In 2015, his eldest son Raja Septa Sermando died at the age of 41 due to a heart attack.

==Career==
He began his business career by trading agricultural commodities such as coconut and ginger between West Kalimantan and Jakarta. At the age of 22, he moved on to the construction industry. As his business grew, he expanded to other sectors, forming the Oso Group. In 2012, he resigned as CEO of the group.

In 2002, he reported his wealth to the Corruption Eradication Commission as Rp 54.6 billion (US$6 million). GlobeAsia placed him on its list of 150 richest Indonesians, placing him 103rd with estimated wealth of US$350 million. According to an official report to the Indonesian government, his wealth amounted to Rp 335.6 billion in April 2015.

===Politics===
He became a member of the People's Consultative Assembly (MPR) for the 1999–2004 period, and was appointed deputy speaker of the body on 11 August 2002. He was part of the regional envoys' faction. Following this, he founded the Regional Unity Party on 18 November 2002 and it participated in the 2004 elections, but only gathered 0.58 percent of votes and failed to secure seats in the People's Representative Council (DPR). The party achieved similar results in the 2009 elections, and merged with nine other minor political parties to form the National Unity Party. He attempted to run as governor of West Kalimantan in the 2007 gubernatorial elections, but placed last out of three candidates behind winner Cornelis and incumbent Usman Ja'far.

Following the 2014 election, he was elected into the Regional Representative Council (DPD) as a senator from West Kalimantan, winning 188,528 votes. He was chosen as a deputy speaker for the MPR on 8 October 2014 for the 2014–2019 period. On 22 December 2016, he was elected chairman of Hanura for 2016–2020, replacing Wiranto.

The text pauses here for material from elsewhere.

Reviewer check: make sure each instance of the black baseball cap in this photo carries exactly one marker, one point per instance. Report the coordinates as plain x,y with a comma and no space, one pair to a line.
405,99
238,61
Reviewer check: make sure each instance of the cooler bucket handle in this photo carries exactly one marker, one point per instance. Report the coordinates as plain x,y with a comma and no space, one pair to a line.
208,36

He was elected DPD speaker in April 2017 following the expiry of Bengkulu senator Mohammad Saleh's appointment. His appointment received criticism, since Oesman then held two major parliamentary positions in addition to being chairman in Hanura. According to speaker Zulkifli Hasan, Oesman would resign from the deputy speaker position. It was not until February 2018 however that he submitted his resignation. His replacement was left for the Regional Representative Council to decide.

In January 2018, Hanura Secretary General Sarifuddin Sudding (id) gave him a motion of no confidence. Oesman fired him from the party in response. Deputy chairman of Hanura Wishnu Dewanto said Oesman had violated the party's internal procedures and caused Hanura's popularity to decline. Some others accused him of embezzling Rp 200 billion (US$15 million) of party funds. Following the split, multiple members holding positions in the People's Representative Council were replaced with Hanura legislators in Oesman's faction. The other faction moved to support candidates not initially endorsed by the party in the 2018 regional elections, such as in East Java.

Oesman has proposed Wiranto as incumbent President Joko Widodo's running mate in the 2019 elections. He was set to run for reelection, but the General Elections Commission removed his name from the ballot as he was still affiliated to political parties.